The fact that mathematicians and scientists so often appeal to beauty or elegance often comes as a surprise to non-scientists. When I write about scientific or mathematical ideas – not just in my fiction but in works like Incompleteness: The Proof and Paradox of Kurt Gödel – I always try to bring out the beauty of these ideas, not only to make them more appealing and palatable to non-scientific people, but simply because, well, they are beautiful and beauty ought to be seen and admired as widely as possible.

Writing about scientific themes in fiction naturally means creating characters who are scientists. While the artist has often been represented in art as a hero, the scientist is rarely so. I happen to believe that there is something noble about the scientific enterprise, about submitting oneself to the discipline and openness to falsification, about the often single-minded passion.

“There is something noble about the scientific enterprise”

There is something lofty and inspiring in the enterprise itself, and to the extent that people honestly and steadfastly engage in that enterprise, a bit of the loftiness can’t help but cling to them. “There is a grandeur in this view of life,” Darwin said, allowing himself an emotional response to his theory of evolution.

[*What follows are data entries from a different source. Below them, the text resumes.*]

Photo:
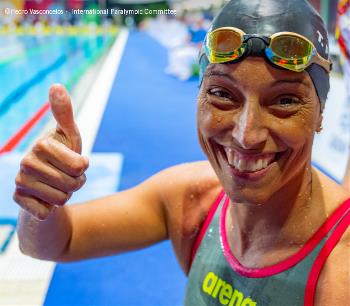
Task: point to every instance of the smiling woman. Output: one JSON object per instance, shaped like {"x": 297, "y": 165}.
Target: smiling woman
{"x": 256, "y": 224}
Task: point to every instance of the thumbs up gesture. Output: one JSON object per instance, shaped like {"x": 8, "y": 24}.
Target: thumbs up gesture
{"x": 54, "y": 168}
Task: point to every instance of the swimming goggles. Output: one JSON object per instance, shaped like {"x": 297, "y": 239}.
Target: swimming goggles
{"x": 285, "y": 49}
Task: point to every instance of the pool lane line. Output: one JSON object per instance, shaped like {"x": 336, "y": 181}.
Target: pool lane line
{"x": 28, "y": 54}
{"x": 90, "y": 61}
{"x": 42, "y": 74}
{"x": 14, "y": 140}
{"x": 23, "y": 131}
{"x": 21, "y": 90}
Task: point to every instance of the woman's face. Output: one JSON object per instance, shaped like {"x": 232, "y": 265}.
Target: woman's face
{"x": 256, "y": 124}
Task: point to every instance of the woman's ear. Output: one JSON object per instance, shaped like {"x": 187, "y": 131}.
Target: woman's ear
{"x": 319, "y": 123}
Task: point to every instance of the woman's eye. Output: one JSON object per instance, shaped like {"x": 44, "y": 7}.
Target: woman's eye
{"x": 220, "y": 94}
{"x": 287, "y": 101}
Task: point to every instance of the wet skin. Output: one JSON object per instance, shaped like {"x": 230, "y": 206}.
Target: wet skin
{"x": 255, "y": 110}
{"x": 250, "y": 111}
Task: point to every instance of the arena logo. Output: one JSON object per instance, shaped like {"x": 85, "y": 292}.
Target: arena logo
{"x": 7, "y": 231}
{"x": 227, "y": 295}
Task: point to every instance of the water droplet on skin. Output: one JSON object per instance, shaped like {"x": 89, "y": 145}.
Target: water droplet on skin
{"x": 218, "y": 119}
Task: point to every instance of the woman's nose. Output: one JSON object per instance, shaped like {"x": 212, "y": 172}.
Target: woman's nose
{"x": 249, "y": 130}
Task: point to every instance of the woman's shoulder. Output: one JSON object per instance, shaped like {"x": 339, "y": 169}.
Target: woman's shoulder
{"x": 189, "y": 190}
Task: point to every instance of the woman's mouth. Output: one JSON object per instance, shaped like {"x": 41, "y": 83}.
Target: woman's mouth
{"x": 250, "y": 166}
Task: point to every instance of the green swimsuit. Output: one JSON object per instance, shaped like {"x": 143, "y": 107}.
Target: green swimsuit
{"x": 217, "y": 278}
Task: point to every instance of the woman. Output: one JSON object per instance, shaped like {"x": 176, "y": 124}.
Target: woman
{"x": 257, "y": 225}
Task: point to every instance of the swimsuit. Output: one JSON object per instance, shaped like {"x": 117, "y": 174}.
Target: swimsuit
{"x": 217, "y": 278}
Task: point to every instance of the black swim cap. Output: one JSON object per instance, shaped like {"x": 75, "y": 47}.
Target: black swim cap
{"x": 267, "y": 17}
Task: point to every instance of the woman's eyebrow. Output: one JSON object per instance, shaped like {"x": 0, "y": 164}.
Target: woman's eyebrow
{"x": 210, "y": 73}
{"x": 291, "y": 81}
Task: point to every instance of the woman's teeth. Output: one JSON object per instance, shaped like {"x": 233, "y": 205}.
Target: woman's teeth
{"x": 248, "y": 163}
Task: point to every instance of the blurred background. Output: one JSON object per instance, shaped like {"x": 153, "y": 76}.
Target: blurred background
{"x": 131, "y": 69}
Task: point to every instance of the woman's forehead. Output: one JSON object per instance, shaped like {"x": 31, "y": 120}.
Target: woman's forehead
{"x": 255, "y": 69}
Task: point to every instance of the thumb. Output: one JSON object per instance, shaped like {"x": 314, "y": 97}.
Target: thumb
{"x": 62, "y": 110}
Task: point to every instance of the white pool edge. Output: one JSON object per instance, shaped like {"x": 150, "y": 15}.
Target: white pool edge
{"x": 91, "y": 113}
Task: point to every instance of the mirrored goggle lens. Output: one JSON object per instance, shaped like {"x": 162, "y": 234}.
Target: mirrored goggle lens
{"x": 291, "y": 48}
{"x": 224, "y": 45}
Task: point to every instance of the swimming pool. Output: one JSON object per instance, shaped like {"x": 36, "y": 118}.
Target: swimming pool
{"x": 32, "y": 65}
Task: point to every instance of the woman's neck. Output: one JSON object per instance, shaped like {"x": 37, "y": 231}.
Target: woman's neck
{"x": 275, "y": 224}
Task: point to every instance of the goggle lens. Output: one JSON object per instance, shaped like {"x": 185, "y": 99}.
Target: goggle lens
{"x": 224, "y": 45}
{"x": 286, "y": 50}
{"x": 291, "y": 52}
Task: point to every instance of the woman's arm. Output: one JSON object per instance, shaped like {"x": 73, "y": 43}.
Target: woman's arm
{"x": 51, "y": 172}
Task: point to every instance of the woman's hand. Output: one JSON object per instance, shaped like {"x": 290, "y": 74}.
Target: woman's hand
{"x": 54, "y": 168}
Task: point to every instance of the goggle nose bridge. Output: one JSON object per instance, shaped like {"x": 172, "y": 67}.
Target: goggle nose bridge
{"x": 255, "y": 44}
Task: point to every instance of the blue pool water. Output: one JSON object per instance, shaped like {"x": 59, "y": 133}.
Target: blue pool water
{"x": 26, "y": 77}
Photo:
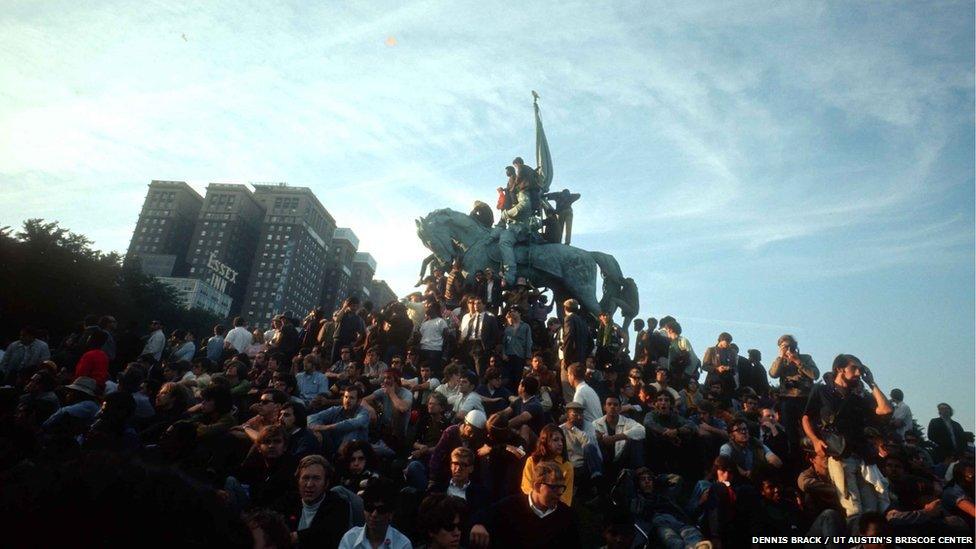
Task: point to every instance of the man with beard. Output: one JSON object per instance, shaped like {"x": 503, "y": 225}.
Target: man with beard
{"x": 834, "y": 419}
{"x": 470, "y": 434}
{"x": 319, "y": 518}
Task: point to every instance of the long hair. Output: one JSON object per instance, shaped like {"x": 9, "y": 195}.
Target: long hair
{"x": 542, "y": 452}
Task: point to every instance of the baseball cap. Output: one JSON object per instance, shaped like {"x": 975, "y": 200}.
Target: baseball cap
{"x": 476, "y": 419}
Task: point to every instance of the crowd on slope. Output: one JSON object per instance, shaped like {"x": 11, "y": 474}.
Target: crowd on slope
{"x": 460, "y": 416}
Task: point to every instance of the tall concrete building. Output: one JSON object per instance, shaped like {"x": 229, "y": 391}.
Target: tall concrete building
{"x": 338, "y": 269}
{"x": 224, "y": 241}
{"x": 380, "y": 293}
{"x": 363, "y": 269}
{"x": 286, "y": 272}
{"x": 164, "y": 229}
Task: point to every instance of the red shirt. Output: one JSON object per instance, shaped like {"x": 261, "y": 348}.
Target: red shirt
{"x": 93, "y": 364}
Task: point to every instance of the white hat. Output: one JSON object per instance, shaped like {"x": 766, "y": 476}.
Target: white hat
{"x": 88, "y": 386}
{"x": 476, "y": 418}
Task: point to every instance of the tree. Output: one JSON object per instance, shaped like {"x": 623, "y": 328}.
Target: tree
{"x": 50, "y": 278}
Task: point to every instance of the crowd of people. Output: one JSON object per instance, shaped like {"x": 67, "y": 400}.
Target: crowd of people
{"x": 460, "y": 416}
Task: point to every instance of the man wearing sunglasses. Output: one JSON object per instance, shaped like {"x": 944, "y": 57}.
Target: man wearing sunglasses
{"x": 379, "y": 498}
{"x": 539, "y": 520}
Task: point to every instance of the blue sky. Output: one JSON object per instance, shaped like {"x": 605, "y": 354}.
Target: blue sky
{"x": 757, "y": 167}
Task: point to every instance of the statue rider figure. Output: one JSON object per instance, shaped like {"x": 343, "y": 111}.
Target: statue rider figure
{"x": 517, "y": 229}
{"x": 528, "y": 179}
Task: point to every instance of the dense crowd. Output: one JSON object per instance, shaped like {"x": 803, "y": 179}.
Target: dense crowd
{"x": 459, "y": 416}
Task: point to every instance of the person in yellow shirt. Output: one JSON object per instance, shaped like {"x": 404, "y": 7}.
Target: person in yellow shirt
{"x": 550, "y": 447}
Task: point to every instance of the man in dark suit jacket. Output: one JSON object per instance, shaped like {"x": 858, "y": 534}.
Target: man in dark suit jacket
{"x": 536, "y": 520}
{"x": 319, "y": 517}
{"x": 947, "y": 434}
{"x": 462, "y": 485}
{"x": 479, "y": 335}
{"x": 490, "y": 291}
{"x": 576, "y": 334}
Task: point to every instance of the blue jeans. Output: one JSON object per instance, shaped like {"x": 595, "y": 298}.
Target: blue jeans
{"x": 415, "y": 473}
{"x": 672, "y": 533}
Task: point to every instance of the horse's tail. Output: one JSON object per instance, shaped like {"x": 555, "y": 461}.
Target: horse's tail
{"x": 609, "y": 267}
{"x": 617, "y": 290}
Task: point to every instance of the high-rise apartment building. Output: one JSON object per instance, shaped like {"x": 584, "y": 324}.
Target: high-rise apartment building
{"x": 286, "y": 272}
{"x": 165, "y": 226}
{"x": 338, "y": 269}
{"x": 380, "y": 293}
{"x": 363, "y": 269}
{"x": 222, "y": 247}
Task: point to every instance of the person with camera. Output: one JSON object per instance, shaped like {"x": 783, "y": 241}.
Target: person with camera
{"x": 796, "y": 373}
{"x": 835, "y": 418}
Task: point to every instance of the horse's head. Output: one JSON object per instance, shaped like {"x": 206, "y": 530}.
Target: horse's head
{"x": 435, "y": 233}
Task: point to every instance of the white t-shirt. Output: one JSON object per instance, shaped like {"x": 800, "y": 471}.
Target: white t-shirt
{"x": 592, "y": 410}
{"x": 432, "y": 334}
{"x": 903, "y": 413}
{"x": 239, "y": 338}
{"x": 464, "y": 404}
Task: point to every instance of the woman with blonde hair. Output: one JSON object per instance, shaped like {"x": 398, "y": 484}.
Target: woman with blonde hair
{"x": 551, "y": 446}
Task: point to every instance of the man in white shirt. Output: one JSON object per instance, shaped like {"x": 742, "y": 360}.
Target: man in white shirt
{"x": 466, "y": 398}
{"x": 475, "y": 335}
{"x": 620, "y": 438}
{"x": 901, "y": 417}
{"x": 156, "y": 342}
{"x": 586, "y": 396}
{"x": 379, "y": 499}
{"x": 239, "y": 337}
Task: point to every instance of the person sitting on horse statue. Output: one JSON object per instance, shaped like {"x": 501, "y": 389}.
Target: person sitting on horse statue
{"x": 517, "y": 229}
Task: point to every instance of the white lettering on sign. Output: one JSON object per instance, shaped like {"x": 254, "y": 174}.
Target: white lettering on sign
{"x": 221, "y": 270}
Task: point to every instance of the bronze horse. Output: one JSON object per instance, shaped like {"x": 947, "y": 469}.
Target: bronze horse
{"x": 569, "y": 271}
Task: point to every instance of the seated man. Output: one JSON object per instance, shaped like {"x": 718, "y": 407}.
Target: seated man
{"x": 712, "y": 430}
{"x": 422, "y": 386}
{"x": 536, "y": 520}
{"x": 621, "y": 439}
{"x": 311, "y": 382}
{"x": 470, "y": 434}
{"x": 466, "y": 399}
{"x": 265, "y": 412}
{"x": 319, "y": 517}
{"x": 658, "y": 514}
{"x": 373, "y": 367}
{"x": 268, "y": 468}
{"x": 338, "y": 368}
{"x": 379, "y": 501}
{"x": 494, "y": 395}
{"x": 214, "y": 416}
{"x": 583, "y": 451}
{"x": 748, "y": 454}
{"x": 301, "y": 441}
{"x": 339, "y": 424}
{"x": 441, "y": 521}
{"x": 462, "y": 484}
{"x": 672, "y": 441}
{"x": 394, "y": 402}
{"x": 526, "y": 414}
{"x": 431, "y": 426}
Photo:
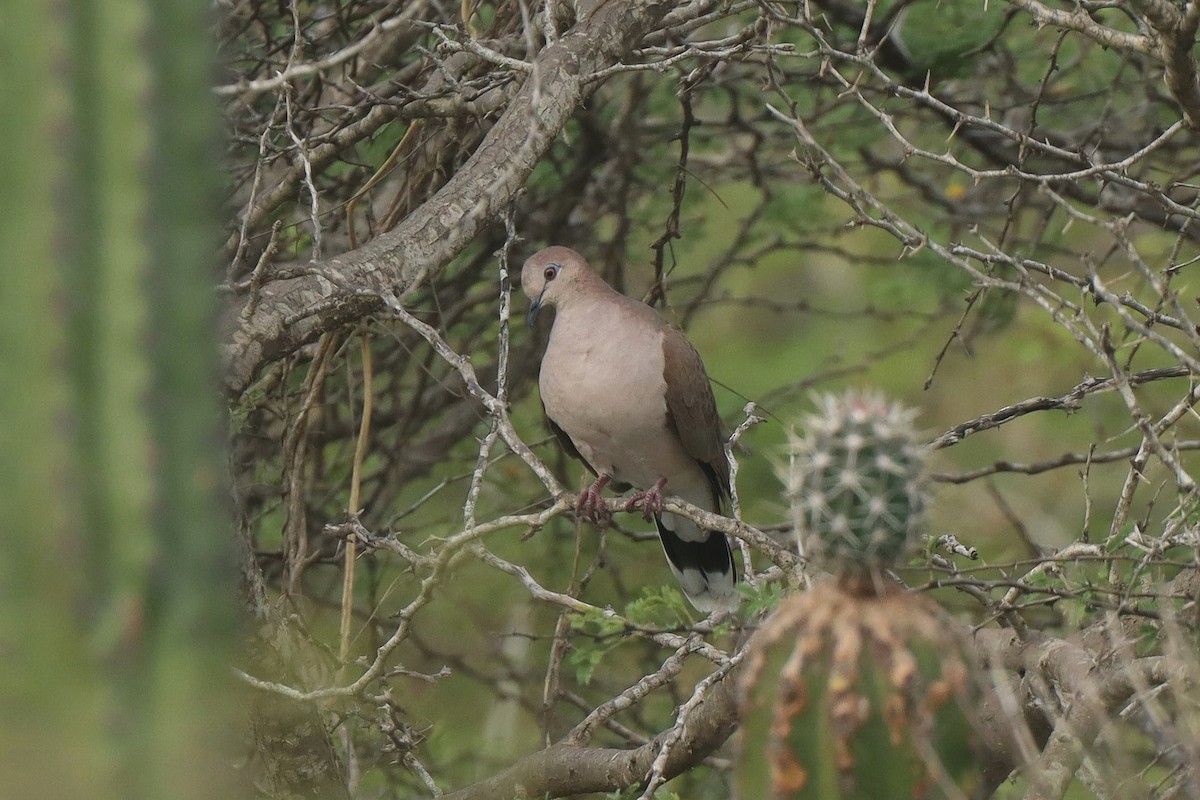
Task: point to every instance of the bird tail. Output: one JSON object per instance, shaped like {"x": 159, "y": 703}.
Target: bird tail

And so, I would argue, there is a grandeur in the lives of those who pursue a clear-eyed scientific view. I don’t mean to idealise scientists as people. Of course, I know all about the pettiness and rivalry, the childishness and egotism that stubbornly cling, along with the grandeur, to the greatest of scientists. This only makes them more interesting to me as characters, though. Their very contradictions serve as a means to learn something interesting about human nature.

Ever since I finally gave in to the story-loving side of my own nature, I’ve felt myself lucky to be able to help myself to scientific ideas for my themes and characters, trying to do justice to the beauty of the theories, the grandeur (and pettiness) of the lives, hoping that by doing so I can draw the “two cultures” just a little bit closer to one another.